Atomic Proximity Due to Molecular Congestion: Rational Design of Bis(phosphite) Ligands by Restriction of Molecular Motion(1).

The synthesis and conformational analysis of the sterically congested bis(phosphite) ligand {2-{1-{3,5-(t)Bu(2)-2-[2,2'-CHCH(3)(4,6-(t)Bu(2)C(6)H(2)O)(2)PO]C(6)H(2)}Et}-4,6-(t)Bu(2)C(6)H(2)O}(PhO)(2)P (5) are reported. X-ray crystallographic, dynamic (31)P{(1)H} NMR, NOE, DNOE, CP-MAS (31)P NMR, and calculational studies of 5 as well as the structurally related bis(phosphites) 1 and 6 suggest that the conformational freedom of the molecule is severely restricted because of geometric restraints due to steric congestion.
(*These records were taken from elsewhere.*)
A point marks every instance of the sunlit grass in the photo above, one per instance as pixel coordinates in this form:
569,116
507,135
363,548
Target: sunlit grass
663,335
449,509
A through-space mechanism of coupling is suggested to explain the observed eight-bond P-P J coupling of 27.5 Hz in the (31)P{(1)H} NMR spectrum of 5, which is a result of the proximity of the two phosphorus atoms in 5. The results of this study support the contention that the restriction of molecular motion by steric congestion can be used to rationally design a ligand favoring a particular disposition of phosphorus atoms.